CMS Troponin Form


Effective Date

10/01/2019

Last Reviewed

10/02/2019

Original Document

  Reference



Background for this Policy

Summary Of Evidence

N/A

Analysis of Evidence

N/A

History/Background and/or General Information

Troponin is a muscle protein that attaches to both actin and tropomyosin. It is concerned with calcium binding and inhibiting cross-bridge formation. Troponin is a complex of three proteins: troponin C, troponin I, and troponin T. The distribution of these isoforms varies between cardiac muscle and slow- and fast-twitch skeletal muscle. Their importance lies in the fact that the isoforms troponin I and troponin T show a high degree of cardiac specificity, and therefore, have an important role in the diagnostic evaluation of a patient presenting with symptoms suggestive of a cardiac origin.

Cardiac Troponin I (cTnI) is highly specific for myocardial tissue, is thirteen times more abundant in the myocardium than CK-MB on a weight basis, is not detectable in the blood of healthy persons, shows a greater proportional increase above the upper limit of the reference interval in patients with myocardial infarction and remains elevated for seven to ten days after an episode of myocardial necrosis. In addition, measurements of cTnI is useful to clarify which increases in CK-MB are due to myocardial injury and which ones reflect acute or chronic skeletal muscle abnormalities.

Troponin T, the tropomyosin-binding protein of the regulatory complex located on the contractile apparatus of cardiac myocytes, is also a sensitive and specific marker for myocardial necrosis. Damaged heart muscle releases the protein, troponin T, which increases in the bloodstream as early as 3 hours after the onset of chest pain and remains at an elevated level for 2 to 7 days.

Covered Indications

Troponin levels are considered medically reasonable and necessary to rule out myocardial injury only under the following conditions

  • patient presents with signs and symptoms of an acute myocardial infarction (prolonged chest pain often described as squeezing, choking, stabbing, etc., usually spreading across chest to the left arm; dyspnea, diaphoresis) which is confirmed by an electrocardiogram (EKG, ECG);
  • patient presents with vague or atypical symptoms suggestive of a cardiac origin, which is not confirmed by an electrocardiogram;
  • patient evaluation reveals a normal creatine kinase MB isoenzyme (CK-MB), however, the EKG demonstrates new changes consistent with ischemia (e.g., flipped T waves, ST-segment depression); or
  • to distinguish patients with unstable angina from those with a non-Q wave myocardial infarction.

Limitations

Initially, it is expected that a qualitative Troponin level is performed on a patient with suspected myocardial injury. If the results of the qualitative Troponin level is positive, then the quantitative level of Troponin I or Troponin T is performed, usually with the same blood specimen, to determine if the symptoms are cardiac in nature. The Troponin C isoform is not useful in the management of myocardial infarction and it is not necessary to monitor both the T and I isoform.

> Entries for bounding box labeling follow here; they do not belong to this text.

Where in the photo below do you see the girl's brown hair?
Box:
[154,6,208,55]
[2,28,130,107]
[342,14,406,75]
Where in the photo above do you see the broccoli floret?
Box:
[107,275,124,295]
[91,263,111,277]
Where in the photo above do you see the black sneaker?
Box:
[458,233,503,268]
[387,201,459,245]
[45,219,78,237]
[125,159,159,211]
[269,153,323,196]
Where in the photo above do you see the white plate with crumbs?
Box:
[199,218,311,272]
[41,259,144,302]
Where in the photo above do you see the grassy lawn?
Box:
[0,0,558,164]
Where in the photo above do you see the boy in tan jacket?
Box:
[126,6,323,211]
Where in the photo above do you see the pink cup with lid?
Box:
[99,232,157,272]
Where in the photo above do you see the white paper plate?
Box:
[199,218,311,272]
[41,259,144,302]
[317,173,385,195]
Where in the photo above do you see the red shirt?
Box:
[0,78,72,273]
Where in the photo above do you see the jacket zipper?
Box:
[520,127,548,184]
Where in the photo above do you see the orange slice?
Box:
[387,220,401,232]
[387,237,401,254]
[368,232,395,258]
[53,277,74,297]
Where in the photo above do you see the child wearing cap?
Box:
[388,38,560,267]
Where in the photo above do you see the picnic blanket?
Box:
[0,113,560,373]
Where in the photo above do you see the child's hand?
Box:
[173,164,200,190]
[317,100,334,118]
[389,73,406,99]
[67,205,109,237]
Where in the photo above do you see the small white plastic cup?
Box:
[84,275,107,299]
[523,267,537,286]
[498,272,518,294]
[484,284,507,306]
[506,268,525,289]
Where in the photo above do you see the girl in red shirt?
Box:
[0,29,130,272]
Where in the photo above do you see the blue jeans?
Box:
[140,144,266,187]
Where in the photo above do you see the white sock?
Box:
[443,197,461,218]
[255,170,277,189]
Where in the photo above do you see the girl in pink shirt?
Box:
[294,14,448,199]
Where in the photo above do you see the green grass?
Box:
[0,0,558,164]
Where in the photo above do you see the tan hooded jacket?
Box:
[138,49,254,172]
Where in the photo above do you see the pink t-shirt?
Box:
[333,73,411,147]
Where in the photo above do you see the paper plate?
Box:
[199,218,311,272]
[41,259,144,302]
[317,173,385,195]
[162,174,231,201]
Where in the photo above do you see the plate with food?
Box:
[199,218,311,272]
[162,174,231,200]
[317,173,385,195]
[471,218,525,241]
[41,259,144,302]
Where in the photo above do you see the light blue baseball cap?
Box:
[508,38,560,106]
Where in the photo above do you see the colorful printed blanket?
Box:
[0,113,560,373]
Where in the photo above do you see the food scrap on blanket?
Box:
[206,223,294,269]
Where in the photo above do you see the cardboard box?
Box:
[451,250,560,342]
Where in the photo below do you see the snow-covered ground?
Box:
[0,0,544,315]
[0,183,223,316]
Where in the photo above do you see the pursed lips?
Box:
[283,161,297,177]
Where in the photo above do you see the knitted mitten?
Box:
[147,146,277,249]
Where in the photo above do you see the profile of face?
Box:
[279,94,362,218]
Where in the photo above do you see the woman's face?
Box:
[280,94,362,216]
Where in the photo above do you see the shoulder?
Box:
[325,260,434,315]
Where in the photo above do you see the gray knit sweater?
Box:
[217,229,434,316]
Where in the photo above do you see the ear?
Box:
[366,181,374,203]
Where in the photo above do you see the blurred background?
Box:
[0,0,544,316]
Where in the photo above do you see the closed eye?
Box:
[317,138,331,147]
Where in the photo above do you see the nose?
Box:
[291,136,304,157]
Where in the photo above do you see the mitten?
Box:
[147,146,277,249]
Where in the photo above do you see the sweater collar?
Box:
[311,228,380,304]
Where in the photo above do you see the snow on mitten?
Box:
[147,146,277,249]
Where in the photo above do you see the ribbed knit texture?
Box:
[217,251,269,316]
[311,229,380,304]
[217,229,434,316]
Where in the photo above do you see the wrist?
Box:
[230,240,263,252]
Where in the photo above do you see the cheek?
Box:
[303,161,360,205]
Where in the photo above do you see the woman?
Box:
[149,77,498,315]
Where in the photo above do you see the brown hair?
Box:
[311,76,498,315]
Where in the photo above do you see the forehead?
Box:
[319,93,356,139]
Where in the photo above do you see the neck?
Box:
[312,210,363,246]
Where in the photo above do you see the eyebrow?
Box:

The quantitative test is normally performed every 8-12 hours the first 24 hours. Once the determination is made whether myocardial injury has occurred, it is expected that a Troponin level will be performed only when the results are to be used in the active treatment of the patient.

Also, it is not necessary to use Troponin in addition to Creatine Kinase in the management of patients with myocardial infarction.

As published in the CMS IOM Publication 100-08, Medicare Program Integrity Manual, Chapter 13, Section 13.5.4, an item or service may be covered by a contractor LCD if it is reasonable and necessary under the Social Security Act Section 1862 (a)(1)(A). Contractors shall determine and describe the circumstances under which the item or service is considered reasonable and necessary.